Sponsors & Collaborators

• Yijie Ning: lead

Related Publications (1)

• Ning Y, Hu J, Zhu Y, Tang W, Yan S, Li H, Zhang Z, Lu C, Ren K, Shi P, Yao T, Wang Q, Zhao Y, Gao T, Zhang R, Dong H. NIR-II imaging-based detection of early changes in lower limb perfusion in type 2 diabetes patients without peripheral artery disease. Diabetes Res Clin Pract. 2025 Mar;221:112038. doi: 10.1016/j.diabres.2025.112038. Epub 2025 Feb 8.

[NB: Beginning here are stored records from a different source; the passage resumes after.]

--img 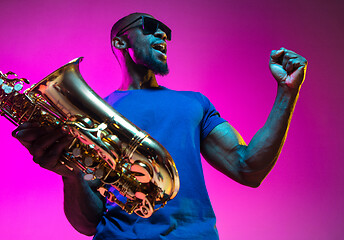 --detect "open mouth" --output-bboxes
[152,43,167,54]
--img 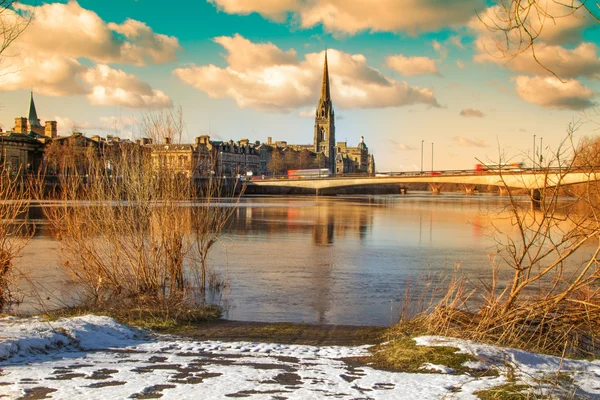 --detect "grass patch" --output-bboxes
[354,336,498,376]
[473,383,532,400]
[42,304,221,333]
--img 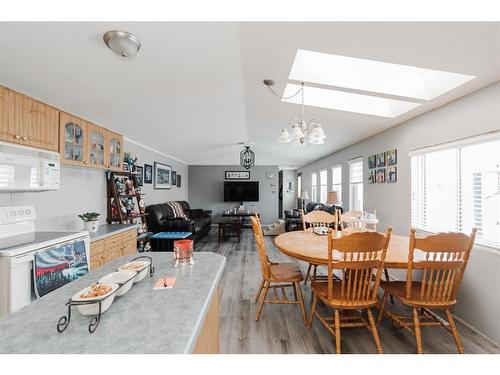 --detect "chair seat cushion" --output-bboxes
[271,263,303,282]
[380,281,456,307]
[311,280,377,309]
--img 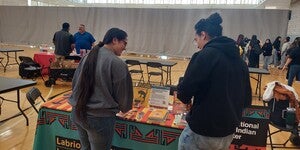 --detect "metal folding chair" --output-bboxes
[26,87,46,113]
[147,62,164,85]
[125,59,145,84]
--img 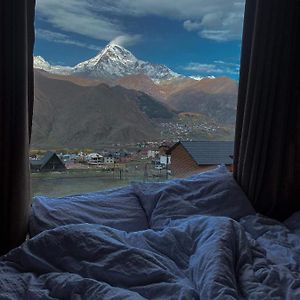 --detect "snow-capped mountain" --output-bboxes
[34,43,181,81]
[33,56,73,75]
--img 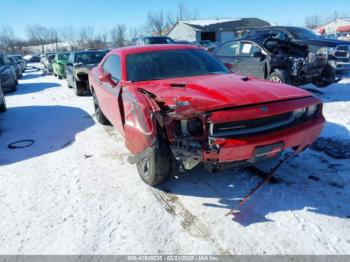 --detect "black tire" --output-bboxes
[0,96,7,113]
[312,65,336,88]
[67,78,73,88]
[11,80,18,92]
[136,138,172,186]
[92,93,110,125]
[268,71,291,84]
[73,79,84,96]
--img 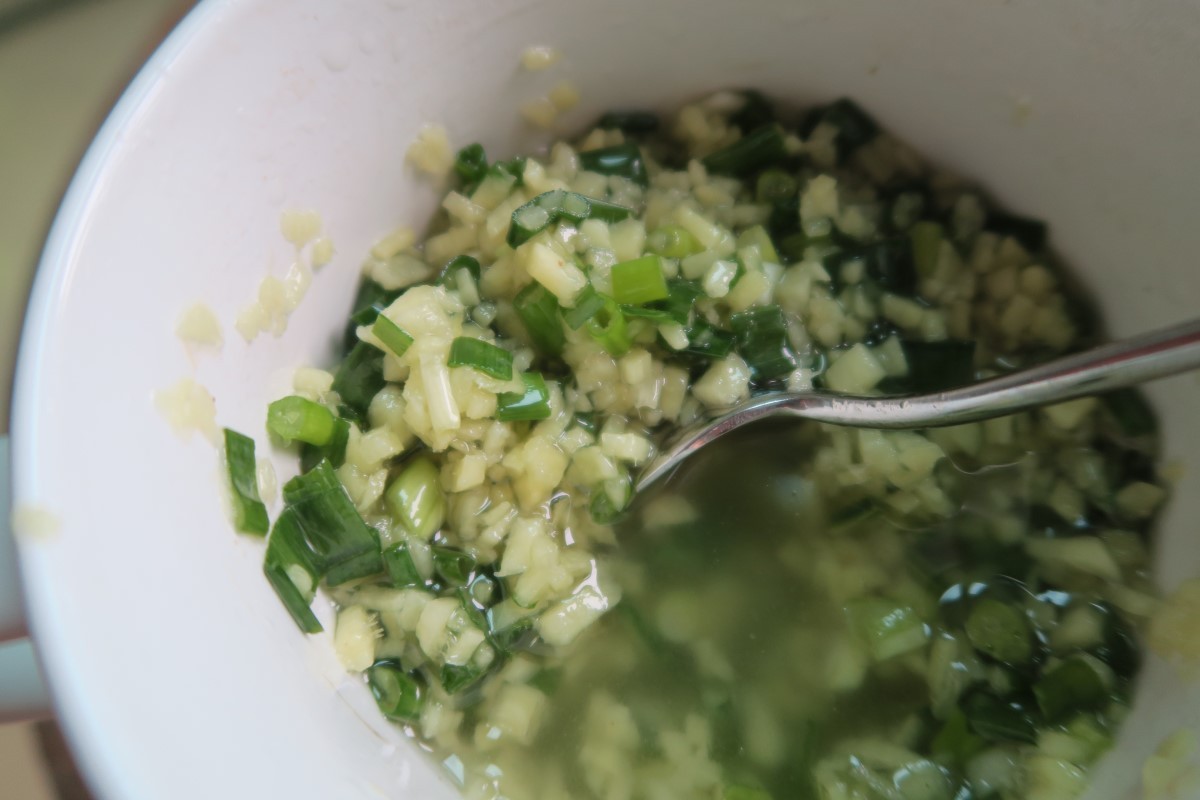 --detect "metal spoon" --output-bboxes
[637,319,1200,491]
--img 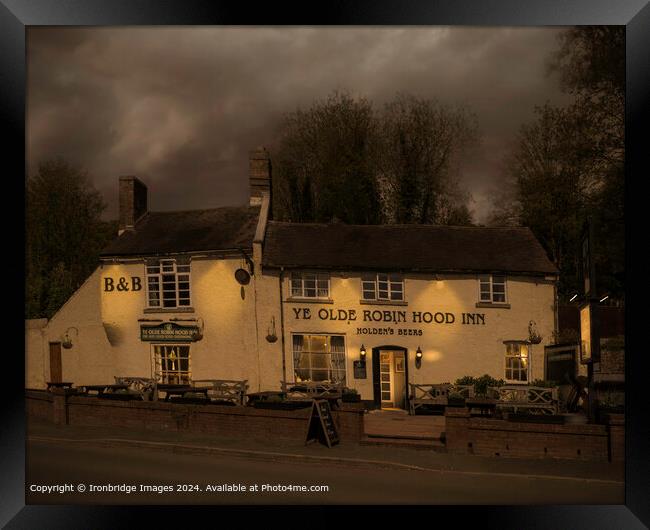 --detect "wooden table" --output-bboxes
[47,381,72,391]
[80,384,129,397]
[465,398,497,416]
[246,390,287,405]
[158,385,212,401]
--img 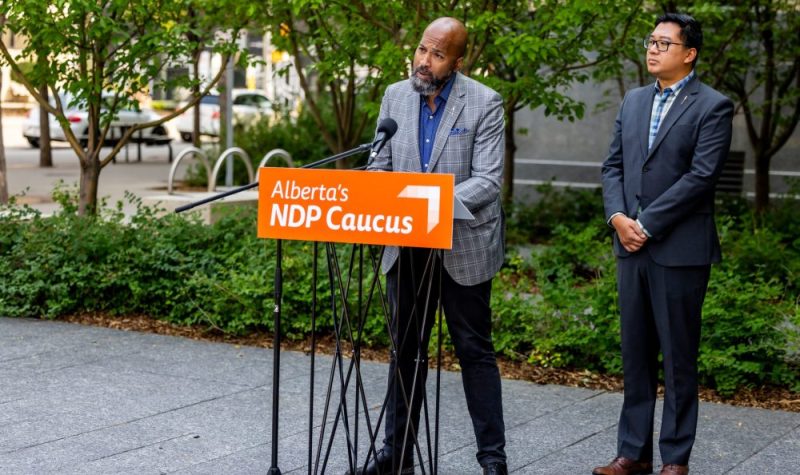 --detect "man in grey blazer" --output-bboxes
[593,14,733,475]
[358,18,507,474]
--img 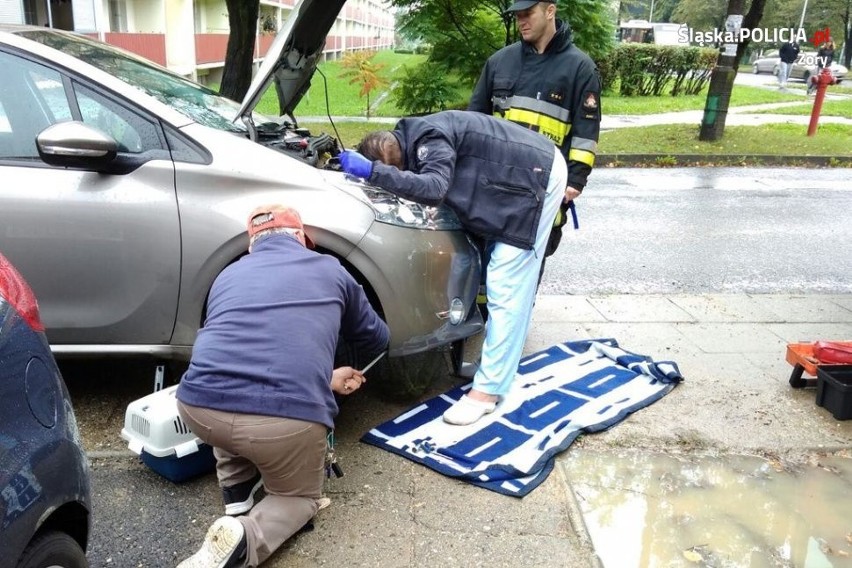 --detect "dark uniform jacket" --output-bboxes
[369,111,559,249]
[468,21,601,190]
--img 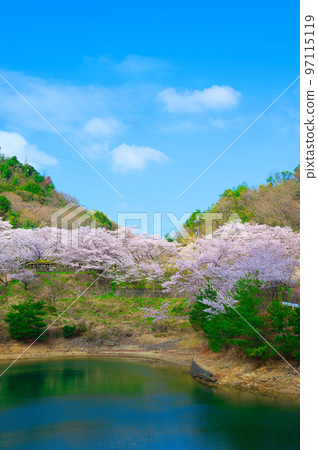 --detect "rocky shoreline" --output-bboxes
[0,339,300,398]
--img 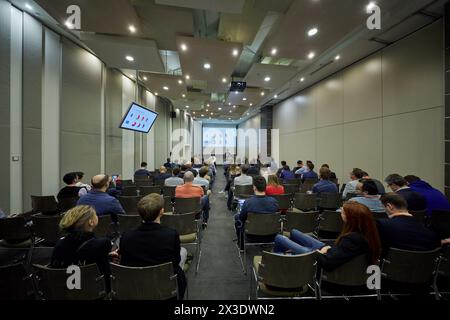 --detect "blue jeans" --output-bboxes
[273,229,325,254]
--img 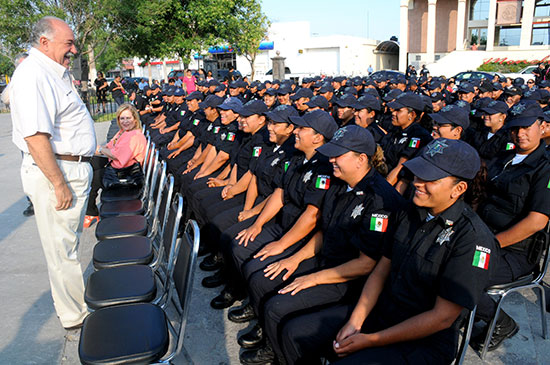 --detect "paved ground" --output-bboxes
[0,114,550,365]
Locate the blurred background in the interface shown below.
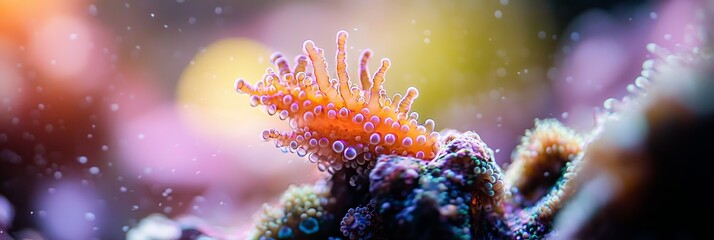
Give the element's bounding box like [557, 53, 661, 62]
[0, 0, 711, 239]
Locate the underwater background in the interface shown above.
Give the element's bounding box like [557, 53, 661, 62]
[0, 0, 714, 239]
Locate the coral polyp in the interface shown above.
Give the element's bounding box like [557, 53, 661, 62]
[235, 31, 439, 172]
[228, 32, 709, 239]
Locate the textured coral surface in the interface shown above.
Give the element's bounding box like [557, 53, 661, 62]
[225, 32, 711, 239]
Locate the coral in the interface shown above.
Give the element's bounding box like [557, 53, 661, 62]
[340, 201, 379, 239]
[505, 119, 584, 206]
[221, 32, 714, 239]
[555, 41, 714, 239]
[235, 31, 439, 174]
[251, 183, 330, 239]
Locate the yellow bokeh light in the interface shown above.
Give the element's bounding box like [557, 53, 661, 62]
[177, 38, 279, 144]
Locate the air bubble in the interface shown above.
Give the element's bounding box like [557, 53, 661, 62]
[345, 147, 357, 160]
[402, 137, 413, 147]
[354, 113, 364, 123]
[302, 112, 315, 122]
[384, 133, 397, 145]
[278, 110, 289, 120]
[296, 147, 307, 157]
[332, 141, 345, 153]
[364, 122, 374, 133]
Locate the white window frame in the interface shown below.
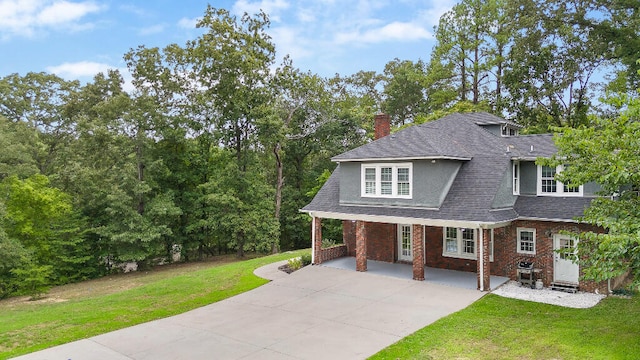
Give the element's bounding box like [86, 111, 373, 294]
[500, 124, 518, 137]
[360, 163, 413, 199]
[442, 226, 478, 260]
[536, 165, 584, 197]
[516, 228, 537, 255]
[511, 160, 521, 195]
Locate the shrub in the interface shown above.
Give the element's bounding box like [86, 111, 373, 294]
[287, 257, 302, 271]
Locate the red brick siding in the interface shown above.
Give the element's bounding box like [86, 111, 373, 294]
[491, 220, 607, 293]
[343, 220, 607, 293]
[365, 222, 398, 262]
[425, 226, 477, 272]
[342, 220, 356, 257]
[320, 244, 347, 262]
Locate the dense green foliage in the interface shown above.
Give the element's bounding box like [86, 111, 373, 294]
[371, 295, 640, 359]
[545, 96, 640, 286]
[0, 0, 640, 298]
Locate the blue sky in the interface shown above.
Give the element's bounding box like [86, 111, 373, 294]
[0, 0, 454, 88]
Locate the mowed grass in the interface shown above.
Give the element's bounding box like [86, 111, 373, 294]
[371, 294, 640, 359]
[0, 250, 309, 359]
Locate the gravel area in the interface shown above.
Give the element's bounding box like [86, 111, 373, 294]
[492, 281, 605, 308]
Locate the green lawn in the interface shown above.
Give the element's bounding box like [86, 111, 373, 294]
[371, 294, 640, 359]
[0, 250, 309, 359]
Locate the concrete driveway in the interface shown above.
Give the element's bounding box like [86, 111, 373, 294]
[13, 263, 483, 360]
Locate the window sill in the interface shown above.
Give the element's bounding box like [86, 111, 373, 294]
[442, 253, 477, 260]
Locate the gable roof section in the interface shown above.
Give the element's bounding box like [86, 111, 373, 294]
[503, 134, 558, 160]
[301, 113, 591, 227]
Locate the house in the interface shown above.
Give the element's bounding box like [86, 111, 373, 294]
[301, 113, 607, 291]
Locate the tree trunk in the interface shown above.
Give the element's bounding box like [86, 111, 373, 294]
[271, 142, 284, 254]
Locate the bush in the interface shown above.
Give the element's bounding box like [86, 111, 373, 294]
[300, 254, 311, 266]
[322, 239, 337, 249]
[287, 257, 302, 271]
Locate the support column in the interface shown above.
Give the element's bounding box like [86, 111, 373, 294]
[356, 220, 367, 271]
[477, 229, 491, 291]
[411, 224, 424, 281]
[311, 217, 322, 265]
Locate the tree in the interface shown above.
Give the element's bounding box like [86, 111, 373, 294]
[0, 175, 98, 293]
[505, 0, 609, 132]
[186, 6, 275, 257]
[383, 59, 427, 125]
[425, 0, 508, 111]
[539, 96, 640, 286]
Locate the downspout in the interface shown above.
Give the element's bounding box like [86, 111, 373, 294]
[310, 214, 316, 265]
[478, 228, 484, 291]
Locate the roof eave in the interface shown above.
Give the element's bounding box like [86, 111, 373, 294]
[331, 156, 473, 163]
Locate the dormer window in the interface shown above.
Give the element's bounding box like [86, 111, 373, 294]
[537, 165, 582, 196]
[361, 163, 412, 199]
[502, 125, 518, 137]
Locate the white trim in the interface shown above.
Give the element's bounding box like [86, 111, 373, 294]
[311, 216, 316, 264]
[396, 224, 413, 261]
[516, 228, 537, 255]
[476, 229, 484, 291]
[300, 210, 517, 229]
[536, 165, 584, 197]
[442, 226, 479, 260]
[511, 160, 522, 195]
[360, 163, 413, 199]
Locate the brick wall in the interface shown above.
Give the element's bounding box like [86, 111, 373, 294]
[342, 220, 356, 257]
[320, 244, 347, 262]
[491, 220, 607, 293]
[425, 226, 477, 272]
[342, 221, 398, 262]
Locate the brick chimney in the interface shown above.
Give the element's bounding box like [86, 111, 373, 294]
[374, 114, 391, 140]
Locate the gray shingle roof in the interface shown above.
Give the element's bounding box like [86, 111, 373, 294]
[302, 113, 591, 222]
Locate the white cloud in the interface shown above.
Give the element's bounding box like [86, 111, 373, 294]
[178, 17, 202, 29]
[46, 61, 115, 79]
[46, 61, 134, 92]
[335, 22, 433, 44]
[138, 24, 165, 36]
[0, 0, 104, 39]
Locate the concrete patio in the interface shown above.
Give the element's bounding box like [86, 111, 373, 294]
[322, 256, 509, 290]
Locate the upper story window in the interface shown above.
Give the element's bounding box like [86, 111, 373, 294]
[511, 161, 520, 195]
[516, 228, 536, 255]
[502, 125, 518, 137]
[537, 165, 582, 196]
[361, 163, 413, 199]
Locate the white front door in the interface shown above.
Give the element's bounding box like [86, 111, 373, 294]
[398, 225, 413, 261]
[553, 234, 580, 284]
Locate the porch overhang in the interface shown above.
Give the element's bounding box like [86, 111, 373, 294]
[301, 210, 513, 229]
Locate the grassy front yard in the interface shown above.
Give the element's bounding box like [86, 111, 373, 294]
[372, 294, 640, 359]
[0, 250, 309, 359]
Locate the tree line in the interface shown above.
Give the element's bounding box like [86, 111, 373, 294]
[0, 0, 640, 298]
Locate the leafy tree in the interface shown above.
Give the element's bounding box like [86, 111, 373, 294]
[505, 0, 608, 132]
[0, 175, 98, 291]
[425, 0, 509, 111]
[383, 59, 426, 125]
[187, 6, 275, 256]
[540, 96, 640, 285]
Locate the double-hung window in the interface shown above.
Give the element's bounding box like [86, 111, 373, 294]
[442, 227, 476, 259]
[516, 228, 536, 255]
[361, 163, 413, 199]
[538, 165, 582, 196]
[511, 161, 520, 195]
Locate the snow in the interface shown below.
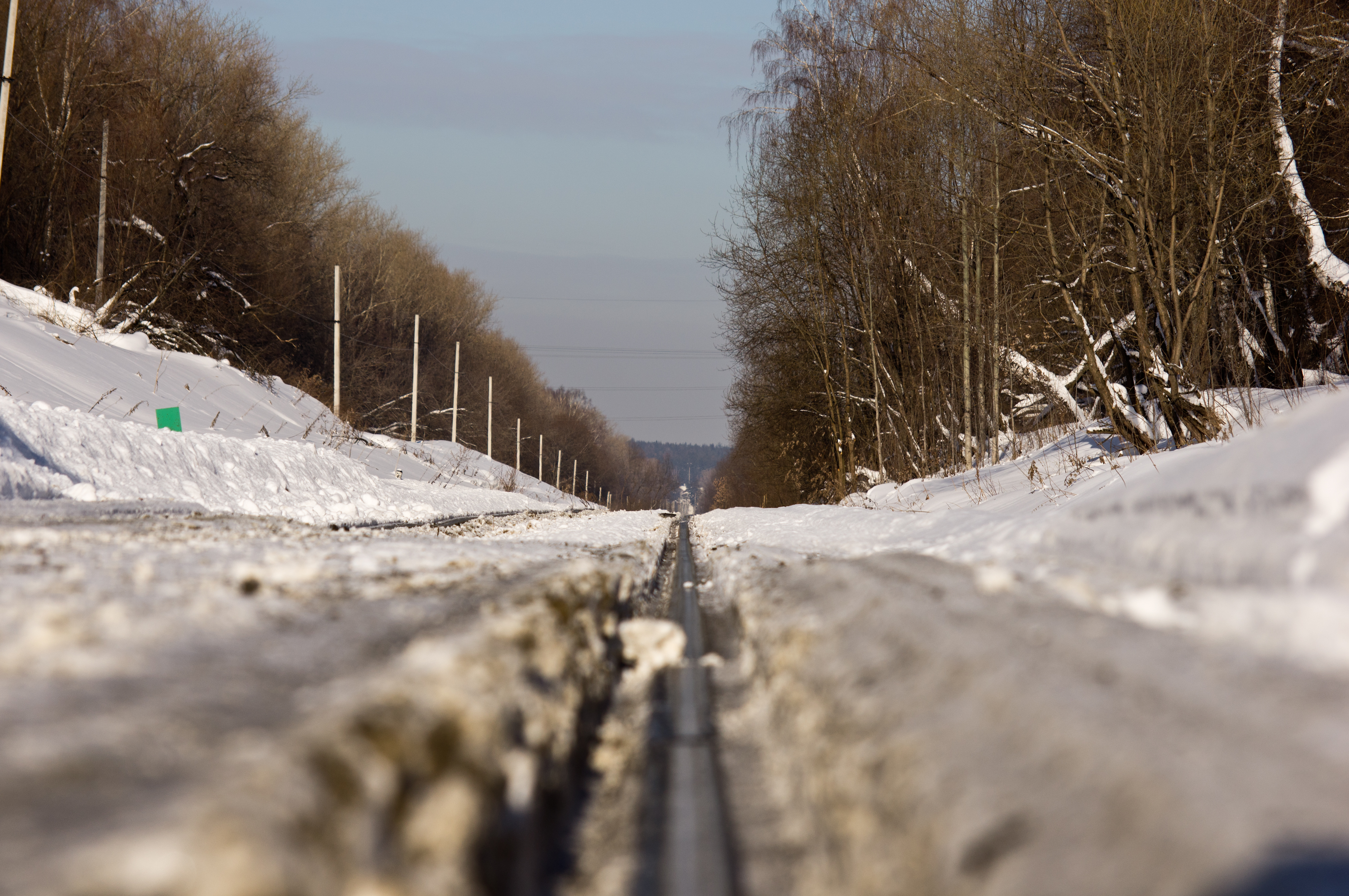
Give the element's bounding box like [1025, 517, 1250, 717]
[0, 505, 669, 896]
[0, 281, 583, 524]
[693, 386, 1349, 670]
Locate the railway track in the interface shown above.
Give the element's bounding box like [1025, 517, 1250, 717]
[637, 513, 738, 896]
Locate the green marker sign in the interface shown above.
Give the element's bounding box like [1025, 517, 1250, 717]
[155, 408, 182, 432]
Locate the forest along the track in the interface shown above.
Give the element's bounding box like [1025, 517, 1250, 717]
[0, 502, 669, 896]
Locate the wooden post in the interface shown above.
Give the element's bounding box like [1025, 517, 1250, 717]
[93, 119, 108, 309]
[411, 315, 421, 445]
[449, 343, 459, 443]
[0, 0, 19, 189]
[333, 265, 341, 417]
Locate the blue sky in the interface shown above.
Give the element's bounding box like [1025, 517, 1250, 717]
[204, 0, 776, 443]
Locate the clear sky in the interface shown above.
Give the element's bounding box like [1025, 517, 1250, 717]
[202, 0, 776, 443]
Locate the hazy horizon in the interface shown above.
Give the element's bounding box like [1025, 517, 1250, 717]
[197, 0, 776, 443]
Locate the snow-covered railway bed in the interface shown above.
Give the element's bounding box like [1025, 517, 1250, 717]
[695, 532, 1349, 896]
[0, 501, 668, 896]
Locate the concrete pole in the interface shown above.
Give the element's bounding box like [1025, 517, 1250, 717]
[0, 0, 19, 189]
[449, 343, 459, 443]
[333, 265, 341, 417]
[93, 119, 108, 308]
[413, 315, 421, 445]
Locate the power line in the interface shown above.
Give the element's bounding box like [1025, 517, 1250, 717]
[607, 414, 726, 421]
[522, 346, 724, 358]
[496, 296, 722, 305]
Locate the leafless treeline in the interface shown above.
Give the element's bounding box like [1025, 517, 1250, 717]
[712, 0, 1349, 506]
[0, 0, 672, 505]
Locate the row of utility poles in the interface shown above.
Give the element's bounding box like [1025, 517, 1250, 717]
[329, 264, 614, 505]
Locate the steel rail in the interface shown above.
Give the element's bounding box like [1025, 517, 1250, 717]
[660, 514, 735, 896]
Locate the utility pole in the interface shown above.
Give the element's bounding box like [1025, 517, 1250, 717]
[0, 0, 19, 189]
[449, 343, 459, 443]
[332, 267, 341, 417]
[95, 121, 108, 308]
[411, 315, 421, 445]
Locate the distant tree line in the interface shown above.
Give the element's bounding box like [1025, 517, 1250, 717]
[711, 0, 1349, 506]
[634, 441, 730, 487]
[0, 0, 669, 506]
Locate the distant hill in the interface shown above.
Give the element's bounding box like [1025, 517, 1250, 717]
[634, 440, 731, 486]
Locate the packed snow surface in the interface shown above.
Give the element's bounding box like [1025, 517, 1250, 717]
[0, 499, 669, 896]
[695, 389, 1349, 669]
[0, 281, 583, 524]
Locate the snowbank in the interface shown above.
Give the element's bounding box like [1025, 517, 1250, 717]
[695, 390, 1349, 669]
[0, 281, 583, 524]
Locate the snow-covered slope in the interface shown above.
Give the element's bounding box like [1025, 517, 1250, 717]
[696, 387, 1349, 669]
[0, 281, 581, 522]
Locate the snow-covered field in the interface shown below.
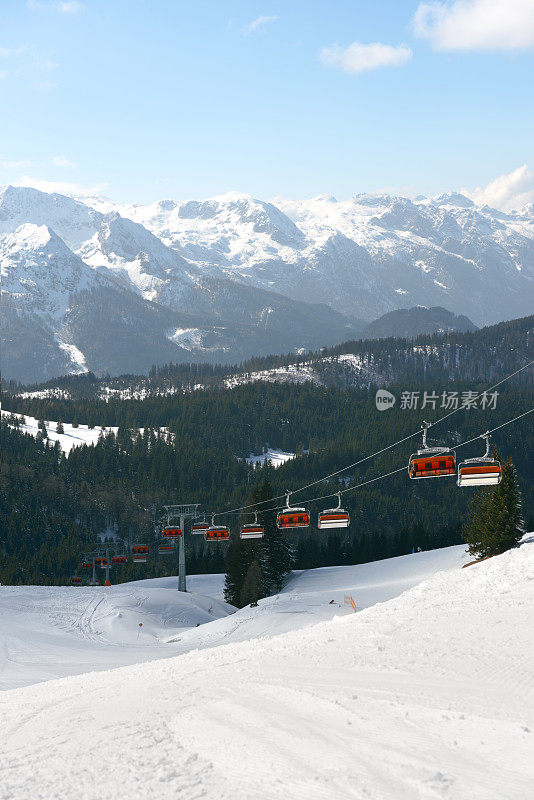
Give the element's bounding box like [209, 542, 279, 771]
[245, 447, 295, 467]
[0, 409, 171, 455]
[0, 541, 534, 800]
[1, 409, 111, 453]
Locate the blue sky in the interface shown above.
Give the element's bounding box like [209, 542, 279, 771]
[0, 0, 534, 202]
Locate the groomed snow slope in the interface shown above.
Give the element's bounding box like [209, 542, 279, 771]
[0, 542, 534, 800]
[0, 547, 466, 689]
[0, 575, 235, 689]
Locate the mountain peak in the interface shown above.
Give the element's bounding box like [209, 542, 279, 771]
[431, 192, 475, 208]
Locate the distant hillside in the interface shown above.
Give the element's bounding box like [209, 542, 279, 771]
[362, 306, 478, 339]
[3, 316, 534, 400]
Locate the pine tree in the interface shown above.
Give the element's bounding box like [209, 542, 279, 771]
[240, 561, 265, 607]
[224, 537, 248, 608]
[254, 478, 294, 595]
[463, 459, 524, 558]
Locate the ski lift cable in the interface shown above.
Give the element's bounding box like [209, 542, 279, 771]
[252, 408, 534, 513]
[214, 359, 534, 517]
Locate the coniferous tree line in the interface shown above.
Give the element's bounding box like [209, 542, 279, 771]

  PMID: 39929338 BACKGROUND

Related Links

• Related Info

Biospecimen

Retention: SAMPLES WITH DNA

Peripheral blood (20-30 mL) will be collected from patients with PAD and CAS. Density gradient centrifugation will be used to isolate PBMCs for single-cell transcriptomics to analyze cell type-specific gene expression. Serum will be separated for proteomics, lipidomics, and metabolomics analyses to identify disease biomarkers and molecular pathways. PBMCs will be cryopreserved, and serum aliquots will be stored at -80°C. Sample quality will be ensured through cell viability assessment and visual inspection for hemolysis.

MeSH Terms

Conditions

Peripheral Arterial Disease; Carotid Stenosis

Condition Hierarchy (Ancestors)

Atherosclerosis; Arteriosclerosis; Arterial Occlusive Diseases; Vascular Diseases; Cardiovascular Diseases; Peripheral Vascular Diseases; Carotid Artery Diseases; Cerebrovascular Disorders; Brain Diseases; Central Nervous System Diseases; Nervous System Diseases

Study Officials

• Honglin Dong

  Second Hospital of Shanxi Medical University

  PRINCIPAL INVESTIGATOR

• Ruijing Zhang

  Second Hospital of Shanxi Medical University

  STUDY DIRECTOR

Central Study Contacts

Yijie Ning

CONTACT

15735010056; N15735010056@163.com

Liuming Shi

CONTACT

shiliuming228@163.com

Study Design

• Study Type: observational
• Observational Model: OTHER
• Time Perspective: PROSPECTIVE
• Sponsor Type: OTHER
• Responsible Party: SPONSOR INVESTIGATOR
• PI Title: Doctor of vascular surgery

Study Record Dates

• First Submitted: March 18, 2025
• First Posted: April 8, 2025
• Study Start: April 1, 2025
• Primary Completion: October 1, 2025
• Study Completion: October 1, 2025
• Last Updated: April 8, 2025

Record last verified: 2025-03

Data Sharing

• IPD Sharing: Will share
• Shared Documents: SAP
• Time Frame: Starting 1 year after publication
• Access Criteria: If there are researchers who need to get the shared data, please contact Yijie Ning via email and explain the purpose of using the data. We will send the shared data to your email.